Por lo que se ha conocido hasta ahora, todas las hipótesis alrededor del homicidio de Pecci apuntan al crimen organizado transnacional, cuyos máximos exponentes en esta nación habrían puesto un elevado precio por su cabeza. El fiscal especializado era parte de una red global de altos funcionarios de justicia enfocada en la lucha contra el narcotráfico, el contrabando, el lavado de activos y el terrorismo radical.

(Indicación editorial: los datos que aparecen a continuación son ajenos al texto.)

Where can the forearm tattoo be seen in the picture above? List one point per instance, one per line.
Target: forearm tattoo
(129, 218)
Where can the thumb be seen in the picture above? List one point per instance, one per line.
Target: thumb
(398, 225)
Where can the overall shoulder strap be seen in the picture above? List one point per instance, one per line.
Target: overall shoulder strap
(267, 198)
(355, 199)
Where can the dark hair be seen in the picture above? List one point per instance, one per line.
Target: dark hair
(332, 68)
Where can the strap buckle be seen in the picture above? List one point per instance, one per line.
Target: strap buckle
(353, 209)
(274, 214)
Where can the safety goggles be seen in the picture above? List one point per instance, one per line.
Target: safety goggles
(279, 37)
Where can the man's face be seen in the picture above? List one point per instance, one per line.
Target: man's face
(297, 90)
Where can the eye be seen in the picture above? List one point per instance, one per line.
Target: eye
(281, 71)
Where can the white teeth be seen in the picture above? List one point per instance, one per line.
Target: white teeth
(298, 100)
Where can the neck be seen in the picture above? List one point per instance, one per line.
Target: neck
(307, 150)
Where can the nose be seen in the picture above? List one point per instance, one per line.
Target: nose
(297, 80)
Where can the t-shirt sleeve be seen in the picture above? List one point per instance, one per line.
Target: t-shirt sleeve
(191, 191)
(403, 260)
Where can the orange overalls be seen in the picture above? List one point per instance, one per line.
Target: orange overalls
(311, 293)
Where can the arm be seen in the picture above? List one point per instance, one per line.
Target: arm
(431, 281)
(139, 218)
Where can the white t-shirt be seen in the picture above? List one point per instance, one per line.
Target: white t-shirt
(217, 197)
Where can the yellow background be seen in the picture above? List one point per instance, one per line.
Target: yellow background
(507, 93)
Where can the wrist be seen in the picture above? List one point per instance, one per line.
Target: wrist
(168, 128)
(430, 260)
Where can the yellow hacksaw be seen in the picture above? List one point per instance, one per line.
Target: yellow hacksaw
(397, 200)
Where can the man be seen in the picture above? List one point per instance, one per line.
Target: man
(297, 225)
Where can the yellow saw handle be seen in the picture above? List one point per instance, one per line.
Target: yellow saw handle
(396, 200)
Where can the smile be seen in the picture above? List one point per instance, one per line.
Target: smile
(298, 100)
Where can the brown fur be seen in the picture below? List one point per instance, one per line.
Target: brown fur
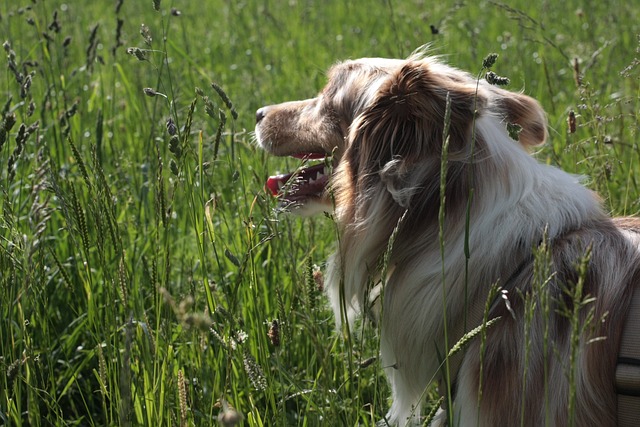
(384, 122)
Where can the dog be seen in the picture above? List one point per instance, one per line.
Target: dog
(421, 172)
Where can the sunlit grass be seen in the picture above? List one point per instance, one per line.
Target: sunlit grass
(142, 265)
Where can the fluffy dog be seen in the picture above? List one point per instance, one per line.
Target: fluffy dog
(383, 123)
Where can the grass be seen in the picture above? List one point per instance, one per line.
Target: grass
(142, 265)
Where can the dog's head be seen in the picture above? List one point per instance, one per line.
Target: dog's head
(381, 122)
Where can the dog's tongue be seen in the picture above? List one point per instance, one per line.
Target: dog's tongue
(309, 156)
(308, 180)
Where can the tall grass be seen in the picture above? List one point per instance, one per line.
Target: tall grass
(143, 269)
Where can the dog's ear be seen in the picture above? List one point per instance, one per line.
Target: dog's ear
(524, 111)
(400, 134)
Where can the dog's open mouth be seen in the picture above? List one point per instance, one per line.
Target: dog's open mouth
(306, 183)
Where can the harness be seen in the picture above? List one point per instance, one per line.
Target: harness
(627, 377)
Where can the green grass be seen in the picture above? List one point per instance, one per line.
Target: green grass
(140, 276)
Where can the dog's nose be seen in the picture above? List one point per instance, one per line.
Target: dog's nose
(260, 114)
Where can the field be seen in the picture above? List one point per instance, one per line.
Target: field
(146, 276)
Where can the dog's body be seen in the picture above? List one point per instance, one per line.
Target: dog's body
(384, 123)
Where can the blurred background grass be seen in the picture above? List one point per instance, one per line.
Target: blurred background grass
(145, 276)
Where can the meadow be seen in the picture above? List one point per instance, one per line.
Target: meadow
(147, 277)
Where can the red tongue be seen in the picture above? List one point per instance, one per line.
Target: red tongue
(272, 183)
(309, 156)
(275, 183)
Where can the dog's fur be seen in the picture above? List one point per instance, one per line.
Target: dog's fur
(383, 121)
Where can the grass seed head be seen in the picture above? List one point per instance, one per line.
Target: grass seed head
(489, 61)
(274, 333)
(496, 80)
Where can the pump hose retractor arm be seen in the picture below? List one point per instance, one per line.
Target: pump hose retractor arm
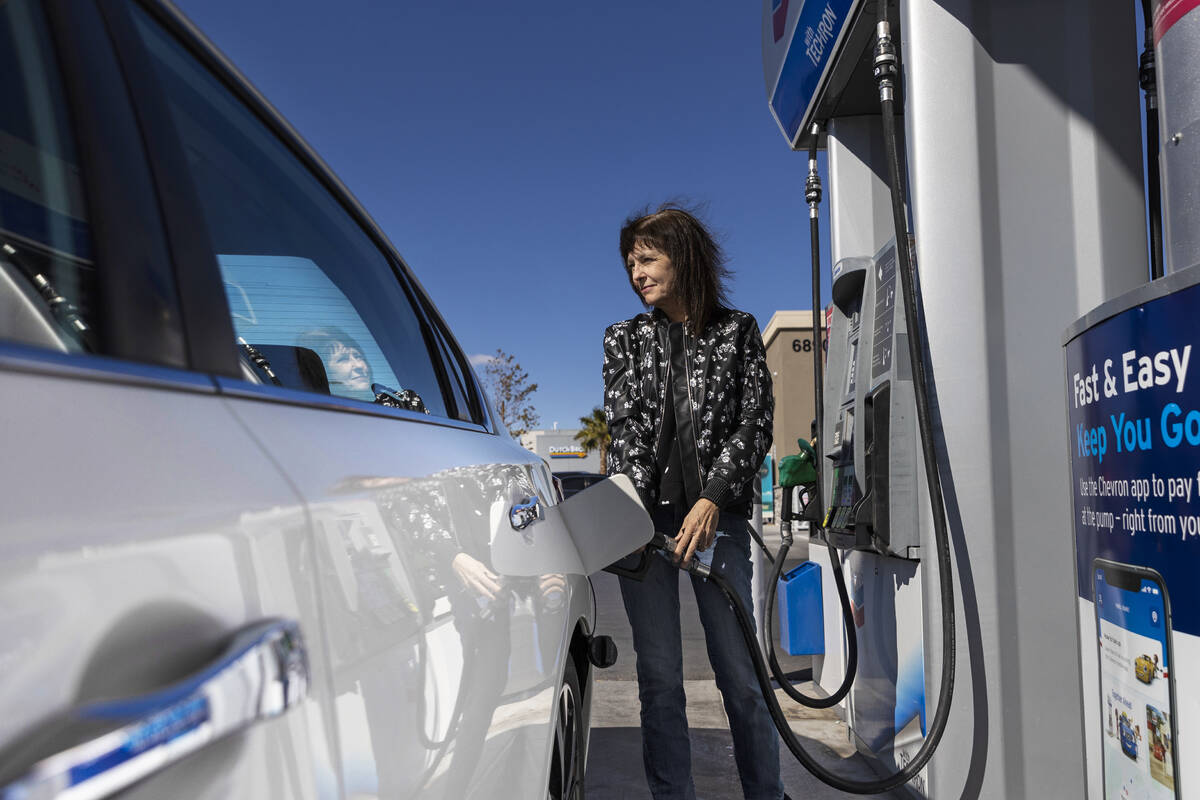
(886, 74)
(813, 197)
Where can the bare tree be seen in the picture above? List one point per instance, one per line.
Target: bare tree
(510, 389)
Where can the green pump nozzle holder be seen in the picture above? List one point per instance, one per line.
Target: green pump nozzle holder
(799, 469)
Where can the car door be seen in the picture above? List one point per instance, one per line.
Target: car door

Su muerte, repudiada con vehemencia por distintos gobiernos, entre ellos el de Estados Unidos que la calificó como “una tragedia”, según dijo el embajador norteamericano Philip Goldberg a EL HERALDO, constituye un hecho de extrema gravedad que ha causado una conmoción nunca antes vista en Paraguay.
En este país de 7,5 millones de personas –tres veces la población del Atlántico–, donde no son usuales situaciones de esta naturaleza, se teme una escalada violenta ordenada por mafias poderosas que, como denuncian los medios de comunicación guaraníes, han venido expandiendo poco a poco su presencia en el territorio a partir de complicidades u omisiones de los organismos encargados de combatirlas, de la clase política y hasta del mismo poder judicial. El resultado de estas connivencias, soportadas en el abundante dinero corrupto del crimen, lo conocemos bien en Colombia, donde las padecemos a diario y desde hace mucho tiempo. Nada distinto a una vergonzosa impunidad que desencadena tormentosas crisis de desconfianza institucional y de desesperanza. Por eso hoy en Paraguay se habla de una “debacle”, como lo consigna el diario ABC en su editorial “Asesinato sin precedentes en la región”.

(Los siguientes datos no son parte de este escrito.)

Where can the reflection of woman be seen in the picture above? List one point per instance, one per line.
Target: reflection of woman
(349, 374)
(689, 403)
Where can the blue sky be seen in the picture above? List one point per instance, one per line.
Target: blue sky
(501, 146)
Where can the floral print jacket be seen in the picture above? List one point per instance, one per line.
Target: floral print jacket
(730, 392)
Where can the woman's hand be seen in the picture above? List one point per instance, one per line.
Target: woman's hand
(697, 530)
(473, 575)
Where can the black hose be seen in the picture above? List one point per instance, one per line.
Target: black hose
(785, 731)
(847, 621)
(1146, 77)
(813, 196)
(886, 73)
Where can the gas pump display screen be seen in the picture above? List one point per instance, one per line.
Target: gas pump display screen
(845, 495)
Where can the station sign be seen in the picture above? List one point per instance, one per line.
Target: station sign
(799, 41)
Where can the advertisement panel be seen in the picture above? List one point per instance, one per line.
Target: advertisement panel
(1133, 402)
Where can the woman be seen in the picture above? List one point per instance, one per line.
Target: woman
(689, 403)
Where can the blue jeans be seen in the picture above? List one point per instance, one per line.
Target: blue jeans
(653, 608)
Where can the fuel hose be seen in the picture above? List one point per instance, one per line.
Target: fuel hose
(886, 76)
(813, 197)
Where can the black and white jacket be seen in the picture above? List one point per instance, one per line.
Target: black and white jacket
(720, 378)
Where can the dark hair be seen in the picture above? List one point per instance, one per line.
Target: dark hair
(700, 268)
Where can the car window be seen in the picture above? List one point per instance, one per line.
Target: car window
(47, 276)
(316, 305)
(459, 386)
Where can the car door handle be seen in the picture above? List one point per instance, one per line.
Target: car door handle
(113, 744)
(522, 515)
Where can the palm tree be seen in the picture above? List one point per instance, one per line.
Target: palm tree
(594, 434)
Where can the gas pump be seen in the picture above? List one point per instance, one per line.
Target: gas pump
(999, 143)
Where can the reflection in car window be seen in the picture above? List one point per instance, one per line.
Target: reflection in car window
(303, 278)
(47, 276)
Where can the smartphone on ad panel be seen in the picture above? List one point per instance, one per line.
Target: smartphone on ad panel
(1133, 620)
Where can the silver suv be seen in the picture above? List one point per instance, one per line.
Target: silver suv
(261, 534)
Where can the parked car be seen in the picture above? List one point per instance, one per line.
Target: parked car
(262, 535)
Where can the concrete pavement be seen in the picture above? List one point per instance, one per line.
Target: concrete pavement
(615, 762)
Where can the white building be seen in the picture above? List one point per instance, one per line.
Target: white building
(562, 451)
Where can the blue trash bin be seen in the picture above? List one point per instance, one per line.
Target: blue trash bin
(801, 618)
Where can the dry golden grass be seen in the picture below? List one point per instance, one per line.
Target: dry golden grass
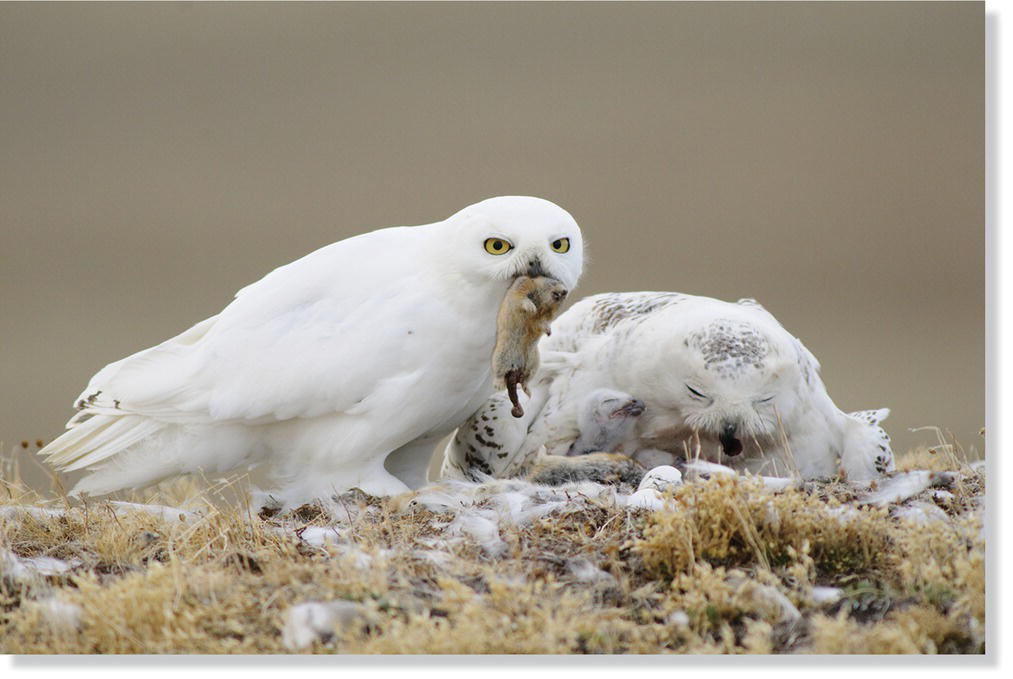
(728, 568)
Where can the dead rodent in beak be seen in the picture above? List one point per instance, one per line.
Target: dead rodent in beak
(527, 309)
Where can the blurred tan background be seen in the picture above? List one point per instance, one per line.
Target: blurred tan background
(827, 159)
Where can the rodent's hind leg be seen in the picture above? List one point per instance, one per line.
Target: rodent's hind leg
(513, 378)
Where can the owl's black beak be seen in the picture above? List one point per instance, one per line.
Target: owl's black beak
(730, 445)
(634, 408)
(535, 269)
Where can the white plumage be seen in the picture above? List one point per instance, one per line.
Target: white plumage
(339, 370)
(720, 381)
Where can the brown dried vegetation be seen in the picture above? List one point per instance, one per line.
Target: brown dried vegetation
(728, 568)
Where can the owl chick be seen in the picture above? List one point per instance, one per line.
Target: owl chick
(527, 309)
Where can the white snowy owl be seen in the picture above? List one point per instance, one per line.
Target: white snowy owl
(339, 370)
(722, 381)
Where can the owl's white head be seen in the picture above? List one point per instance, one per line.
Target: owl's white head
(503, 237)
(726, 379)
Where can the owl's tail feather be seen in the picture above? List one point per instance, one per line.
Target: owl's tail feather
(96, 439)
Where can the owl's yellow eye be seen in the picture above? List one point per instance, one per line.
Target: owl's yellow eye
(497, 246)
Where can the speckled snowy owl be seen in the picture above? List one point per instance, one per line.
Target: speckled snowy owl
(339, 370)
(720, 381)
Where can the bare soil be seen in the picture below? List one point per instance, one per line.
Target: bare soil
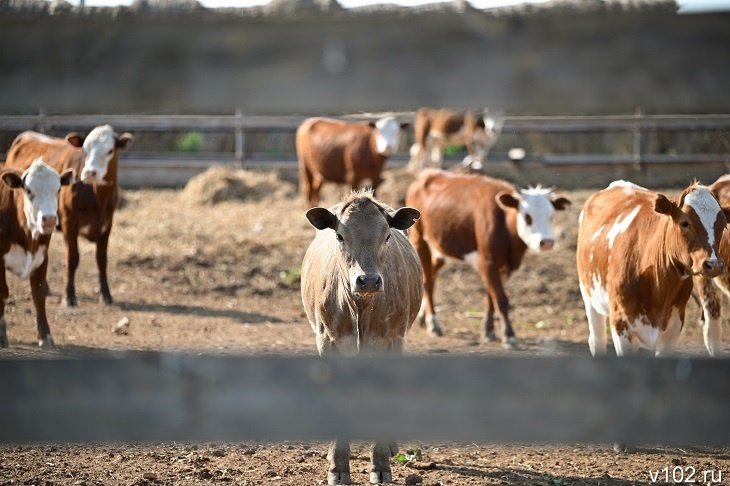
(223, 279)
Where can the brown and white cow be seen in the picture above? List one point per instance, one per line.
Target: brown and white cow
(486, 222)
(343, 152)
(709, 288)
(361, 290)
(87, 207)
(28, 216)
(434, 128)
(637, 253)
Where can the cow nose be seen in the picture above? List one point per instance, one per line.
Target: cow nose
(368, 284)
(546, 245)
(713, 267)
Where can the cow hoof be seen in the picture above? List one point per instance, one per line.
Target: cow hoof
(338, 478)
(624, 448)
(47, 343)
(379, 477)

Encontrar a los responsables, tanto materiales como intelectuales en Colombia, Paraguay o donde se precise, debe ser un imperativo categórico de sus policías y fiscalías que, ha trascendido, realizan acciones conjuntas en ambos países para dar forma a una única investigación en la que no se descarta la participación de bandas locales como el Clan del Golfo. Es necesario que, con pruebas contrastadas para evitar cualquier revés, los autores sean llevados ante la justicia, teniendo en cuenta, claro está, las dificultades que ello pudiera originar. En un momento tan crítico se requiere transmitir a la ciudadanía, y en especial a las mafias internacionales, señales inequívocas de firmeza, cooperación y unidad frente a sus inaceptables crímenes para que pierdan el pulso en el macabro accionar con el que pretenden arrodillar a los Estados.

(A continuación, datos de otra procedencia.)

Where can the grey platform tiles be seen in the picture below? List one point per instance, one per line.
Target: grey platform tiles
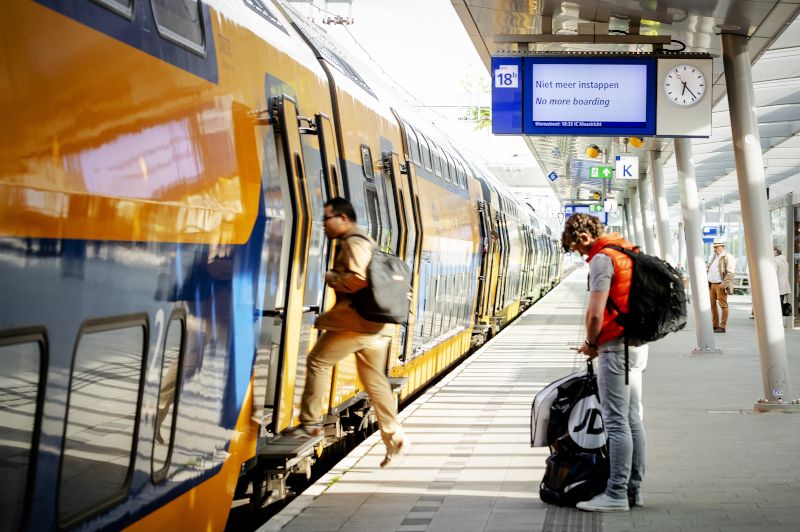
(711, 465)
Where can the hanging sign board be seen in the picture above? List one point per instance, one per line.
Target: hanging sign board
(594, 210)
(709, 233)
(598, 95)
(592, 96)
(627, 167)
(506, 95)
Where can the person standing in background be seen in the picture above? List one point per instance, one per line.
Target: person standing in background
(782, 265)
(720, 283)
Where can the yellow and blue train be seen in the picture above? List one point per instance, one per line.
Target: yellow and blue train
(163, 167)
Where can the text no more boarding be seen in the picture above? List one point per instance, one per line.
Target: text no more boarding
(589, 95)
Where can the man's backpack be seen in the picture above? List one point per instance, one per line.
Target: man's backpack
(657, 300)
(386, 299)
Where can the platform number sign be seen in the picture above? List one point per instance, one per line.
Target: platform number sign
(506, 77)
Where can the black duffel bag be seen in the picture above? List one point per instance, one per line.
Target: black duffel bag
(572, 478)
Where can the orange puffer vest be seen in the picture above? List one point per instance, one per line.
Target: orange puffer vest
(620, 283)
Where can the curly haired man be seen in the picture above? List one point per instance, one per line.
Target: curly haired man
(610, 278)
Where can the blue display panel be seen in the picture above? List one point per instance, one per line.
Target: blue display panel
(589, 96)
(506, 95)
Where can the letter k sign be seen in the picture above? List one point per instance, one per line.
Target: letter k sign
(626, 170)
(627, 167)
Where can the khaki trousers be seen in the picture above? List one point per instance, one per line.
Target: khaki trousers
(371, 351)
(718, 294)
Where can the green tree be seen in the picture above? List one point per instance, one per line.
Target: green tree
(481, 117)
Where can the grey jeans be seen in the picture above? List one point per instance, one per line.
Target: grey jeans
(622, 418)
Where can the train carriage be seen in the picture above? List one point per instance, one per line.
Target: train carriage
(163, 171)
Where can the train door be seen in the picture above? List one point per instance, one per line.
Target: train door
(293, 269)
(484, 275)
(407, 231)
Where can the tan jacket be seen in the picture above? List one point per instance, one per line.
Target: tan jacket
(782, 265)
(727, 268)
(350, 276)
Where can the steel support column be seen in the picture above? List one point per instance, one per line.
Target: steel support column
(775, 375)
(637, 217)
(647, 220)
(695, 262)
(662, 211)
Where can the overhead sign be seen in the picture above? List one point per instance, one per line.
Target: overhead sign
(601, 172)
(602, 96)
(597, 96)
(593, 210)
(507, 95)
(709, 233)
(627, 167)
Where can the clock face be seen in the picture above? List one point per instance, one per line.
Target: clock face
(684, 85)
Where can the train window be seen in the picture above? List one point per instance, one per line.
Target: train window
(451, 165)
(462, 177)
(430, 308)
(366, 162)
(373, 218)
(120, 7)
(21, 365)
(450, 317)
(181, 21)
(168, 394)
(102, 414)
(447, 168)
(425, 151)
(437, 161)
(413, 145)
(457, 305)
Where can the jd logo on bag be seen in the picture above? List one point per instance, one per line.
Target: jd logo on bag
(575, 424)
(586, 424)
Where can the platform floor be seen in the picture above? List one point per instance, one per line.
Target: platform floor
(712, 464)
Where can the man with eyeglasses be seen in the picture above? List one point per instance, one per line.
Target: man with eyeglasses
(347, 332)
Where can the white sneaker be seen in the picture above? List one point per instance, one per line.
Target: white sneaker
(604, 503)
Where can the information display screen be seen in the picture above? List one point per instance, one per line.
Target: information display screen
(597, 96)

Pecci era reconocido por sus superiores, compañeros y compatriotas como “un hombre íntegro, luchador y un fiscal a carta cabal” comprometido con el desmantelamiento de redes criminales, que acosadas por su persecución habrían tomado la fatal decisión de quitarlo de en medio. Hacer daño no puede resultarles gratuito a estas estructuras ilegales, aunque esta sea su única razón de existir. Pese a ser un impacto tan devastador, Paraguay no debe flaquear en su decidida lucha contra las organizaciones del crimen transnacional que lo acechan, mientras que Colombia está en la obligación de dar un duro golpe sobre la mesa para que la delincuencia internacional no encuentre impunidad o refugio en nuestras fronteras, aunque hechos tan desafortunados como este así parecieran señalarlo.